Thank you for inviting me here today.
Over a 150 years ago, the teacher, Nielsine Nielsen, requested a dispensation so that she, a woman, could be admitted to Copenhagen University to study medicine.
This request was met with a variety of reactions. Many positive, some bewildered and a few downright hostile.
A prominent doctor at the time, Mathias Saxtorph, believed that any woman who wanted to study medicine and thus the male anatomy must be a deviant. For Saxtorph, female students were comparable to prostitutes and he believed that the male students should be protected against such disgusting and dangerous women.
Saxtorph himself was an obstetrician who spent most of his time delivering babies.
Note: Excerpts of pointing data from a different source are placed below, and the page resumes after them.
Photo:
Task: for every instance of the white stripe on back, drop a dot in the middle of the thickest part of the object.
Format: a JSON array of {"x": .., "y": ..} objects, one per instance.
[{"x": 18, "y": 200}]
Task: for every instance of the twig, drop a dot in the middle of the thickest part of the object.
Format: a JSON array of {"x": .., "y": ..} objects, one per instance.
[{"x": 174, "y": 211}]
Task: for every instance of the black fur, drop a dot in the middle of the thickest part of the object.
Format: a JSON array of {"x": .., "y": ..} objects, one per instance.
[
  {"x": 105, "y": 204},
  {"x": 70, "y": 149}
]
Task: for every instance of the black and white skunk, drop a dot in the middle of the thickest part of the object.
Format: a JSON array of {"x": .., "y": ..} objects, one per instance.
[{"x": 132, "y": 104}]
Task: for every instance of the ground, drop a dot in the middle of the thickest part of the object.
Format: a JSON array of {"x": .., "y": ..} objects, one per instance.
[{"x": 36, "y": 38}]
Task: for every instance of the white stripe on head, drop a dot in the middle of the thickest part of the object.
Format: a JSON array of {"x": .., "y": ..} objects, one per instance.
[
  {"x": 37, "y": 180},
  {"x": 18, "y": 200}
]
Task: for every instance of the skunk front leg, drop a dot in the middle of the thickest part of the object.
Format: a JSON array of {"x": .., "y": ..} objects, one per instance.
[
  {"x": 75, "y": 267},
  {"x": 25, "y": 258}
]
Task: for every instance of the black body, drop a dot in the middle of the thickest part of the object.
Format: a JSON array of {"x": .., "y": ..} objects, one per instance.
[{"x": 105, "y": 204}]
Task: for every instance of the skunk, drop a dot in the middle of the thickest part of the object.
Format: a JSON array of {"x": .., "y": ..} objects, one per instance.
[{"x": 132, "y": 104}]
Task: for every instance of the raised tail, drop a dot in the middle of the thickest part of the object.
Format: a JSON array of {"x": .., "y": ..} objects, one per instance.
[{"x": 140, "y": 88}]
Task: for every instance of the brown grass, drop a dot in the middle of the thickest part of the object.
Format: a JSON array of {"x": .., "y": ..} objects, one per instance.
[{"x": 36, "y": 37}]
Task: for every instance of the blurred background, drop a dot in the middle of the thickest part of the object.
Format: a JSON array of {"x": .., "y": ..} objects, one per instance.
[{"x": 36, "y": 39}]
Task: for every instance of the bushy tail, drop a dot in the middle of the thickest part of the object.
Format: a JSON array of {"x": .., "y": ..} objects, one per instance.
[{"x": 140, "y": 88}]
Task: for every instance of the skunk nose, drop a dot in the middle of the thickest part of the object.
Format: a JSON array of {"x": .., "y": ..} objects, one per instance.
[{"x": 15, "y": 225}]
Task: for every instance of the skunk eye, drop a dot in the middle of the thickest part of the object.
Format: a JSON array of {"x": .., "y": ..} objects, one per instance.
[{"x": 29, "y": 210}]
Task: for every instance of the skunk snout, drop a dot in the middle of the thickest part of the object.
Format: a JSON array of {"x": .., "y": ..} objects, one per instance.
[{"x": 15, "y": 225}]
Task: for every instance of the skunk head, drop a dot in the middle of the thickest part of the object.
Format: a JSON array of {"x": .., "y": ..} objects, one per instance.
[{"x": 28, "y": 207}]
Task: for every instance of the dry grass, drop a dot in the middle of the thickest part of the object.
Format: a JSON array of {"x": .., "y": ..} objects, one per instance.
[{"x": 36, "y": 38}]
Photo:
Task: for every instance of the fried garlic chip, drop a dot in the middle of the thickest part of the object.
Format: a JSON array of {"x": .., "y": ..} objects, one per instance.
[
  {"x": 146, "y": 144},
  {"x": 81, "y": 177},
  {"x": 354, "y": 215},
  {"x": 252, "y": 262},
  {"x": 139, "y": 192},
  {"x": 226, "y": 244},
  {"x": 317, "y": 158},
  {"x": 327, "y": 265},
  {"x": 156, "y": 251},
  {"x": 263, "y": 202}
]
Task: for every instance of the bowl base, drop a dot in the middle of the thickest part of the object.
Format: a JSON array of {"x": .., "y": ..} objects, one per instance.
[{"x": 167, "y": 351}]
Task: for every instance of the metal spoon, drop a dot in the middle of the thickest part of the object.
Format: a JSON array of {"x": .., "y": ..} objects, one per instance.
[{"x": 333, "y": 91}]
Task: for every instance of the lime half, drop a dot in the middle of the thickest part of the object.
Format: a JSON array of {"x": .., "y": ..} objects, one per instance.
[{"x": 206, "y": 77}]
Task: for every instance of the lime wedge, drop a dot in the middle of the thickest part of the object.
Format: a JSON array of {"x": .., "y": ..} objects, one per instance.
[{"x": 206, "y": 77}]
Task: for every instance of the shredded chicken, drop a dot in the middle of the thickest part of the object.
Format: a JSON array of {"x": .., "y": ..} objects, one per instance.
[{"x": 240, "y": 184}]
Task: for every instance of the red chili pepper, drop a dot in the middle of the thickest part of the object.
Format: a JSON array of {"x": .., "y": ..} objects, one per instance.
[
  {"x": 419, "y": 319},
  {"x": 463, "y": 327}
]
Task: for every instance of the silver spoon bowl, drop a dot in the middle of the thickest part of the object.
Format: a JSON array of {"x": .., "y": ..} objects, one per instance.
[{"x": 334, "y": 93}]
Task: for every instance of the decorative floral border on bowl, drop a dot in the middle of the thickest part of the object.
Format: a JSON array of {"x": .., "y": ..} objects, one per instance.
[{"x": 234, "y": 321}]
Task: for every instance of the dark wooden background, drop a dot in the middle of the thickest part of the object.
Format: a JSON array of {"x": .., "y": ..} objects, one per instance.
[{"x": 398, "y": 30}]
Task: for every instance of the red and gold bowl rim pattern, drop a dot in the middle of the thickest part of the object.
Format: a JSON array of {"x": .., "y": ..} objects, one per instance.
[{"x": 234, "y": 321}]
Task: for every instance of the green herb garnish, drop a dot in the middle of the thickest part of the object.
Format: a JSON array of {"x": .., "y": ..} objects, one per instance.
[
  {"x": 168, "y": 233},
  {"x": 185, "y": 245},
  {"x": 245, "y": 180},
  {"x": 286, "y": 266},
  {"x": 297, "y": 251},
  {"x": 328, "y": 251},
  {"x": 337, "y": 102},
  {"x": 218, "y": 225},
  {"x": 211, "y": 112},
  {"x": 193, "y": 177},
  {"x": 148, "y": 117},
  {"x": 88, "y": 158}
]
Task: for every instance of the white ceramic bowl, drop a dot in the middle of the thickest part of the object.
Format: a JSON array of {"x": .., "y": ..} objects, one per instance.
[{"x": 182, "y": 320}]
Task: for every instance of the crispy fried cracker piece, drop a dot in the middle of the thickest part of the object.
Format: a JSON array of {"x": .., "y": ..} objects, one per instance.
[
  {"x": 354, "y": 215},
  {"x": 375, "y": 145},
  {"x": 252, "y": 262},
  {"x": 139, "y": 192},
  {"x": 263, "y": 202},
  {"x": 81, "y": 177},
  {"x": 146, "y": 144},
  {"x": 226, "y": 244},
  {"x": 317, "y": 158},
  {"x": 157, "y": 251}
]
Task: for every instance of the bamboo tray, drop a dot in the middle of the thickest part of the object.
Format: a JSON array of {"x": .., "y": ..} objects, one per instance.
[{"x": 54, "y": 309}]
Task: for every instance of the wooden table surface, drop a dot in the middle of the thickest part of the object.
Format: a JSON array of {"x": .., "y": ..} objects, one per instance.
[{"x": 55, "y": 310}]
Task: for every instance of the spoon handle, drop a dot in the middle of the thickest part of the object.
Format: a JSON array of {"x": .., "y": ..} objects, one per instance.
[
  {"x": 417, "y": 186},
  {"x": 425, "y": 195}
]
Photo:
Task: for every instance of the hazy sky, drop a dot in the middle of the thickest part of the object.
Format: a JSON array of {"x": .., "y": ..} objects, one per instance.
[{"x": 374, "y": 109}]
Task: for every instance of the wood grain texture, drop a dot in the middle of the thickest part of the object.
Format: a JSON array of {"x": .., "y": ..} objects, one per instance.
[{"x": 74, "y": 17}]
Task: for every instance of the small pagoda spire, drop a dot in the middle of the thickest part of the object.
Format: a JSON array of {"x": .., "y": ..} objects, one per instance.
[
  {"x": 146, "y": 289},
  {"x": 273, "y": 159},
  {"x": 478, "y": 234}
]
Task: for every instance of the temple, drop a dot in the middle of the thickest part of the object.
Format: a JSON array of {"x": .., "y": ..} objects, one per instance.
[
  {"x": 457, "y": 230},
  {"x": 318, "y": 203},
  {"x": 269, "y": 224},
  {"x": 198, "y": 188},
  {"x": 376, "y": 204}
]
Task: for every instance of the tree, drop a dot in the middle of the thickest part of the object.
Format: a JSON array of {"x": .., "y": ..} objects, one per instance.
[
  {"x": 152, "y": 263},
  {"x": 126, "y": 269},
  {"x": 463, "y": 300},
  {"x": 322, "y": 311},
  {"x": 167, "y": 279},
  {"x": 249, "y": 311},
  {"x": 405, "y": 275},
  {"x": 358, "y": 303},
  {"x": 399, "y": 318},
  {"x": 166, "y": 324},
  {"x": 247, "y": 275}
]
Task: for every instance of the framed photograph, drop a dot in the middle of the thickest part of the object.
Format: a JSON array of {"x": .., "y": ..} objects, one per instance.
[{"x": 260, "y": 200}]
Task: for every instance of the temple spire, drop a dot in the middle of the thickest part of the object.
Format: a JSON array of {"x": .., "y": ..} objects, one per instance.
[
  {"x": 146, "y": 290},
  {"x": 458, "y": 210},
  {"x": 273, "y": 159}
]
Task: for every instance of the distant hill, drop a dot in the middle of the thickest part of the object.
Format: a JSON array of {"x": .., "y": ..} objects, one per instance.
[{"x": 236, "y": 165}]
And I think this is a great example that people who reject gender equality often have to do some impressive mental gymnastics to not recognise their own double standards.
A female doctor
But much to Saxtorph’s dismay, Nielsine’s request was approved. The law was changed and she became Denmark’s first female academic and first female doctor.
And in doing so she paved the way for the thousands and thousands of Danish women who have followed her path into the university halls. To study, to learn, to contribute. To become doctors, researchers and scientists.
Nielsine was the only woman in her class in 1875. But when you look at a typical undergraduate class in Medicine today, there are now typically more women than men.
Based on this you could conclude that gender equality in academia has triumphed.
But this is of course not the entire picture. Gender equality – in academia as well as anywhere else – is a complex matter. It is not something that is solved solely by changing the law on who can be admitted to universities.
It was a crucial step – there is no denying that. But as our societies evolve and change, so do the gender equality challenges we face.
Women have long surpassed men in education levels in Denmark.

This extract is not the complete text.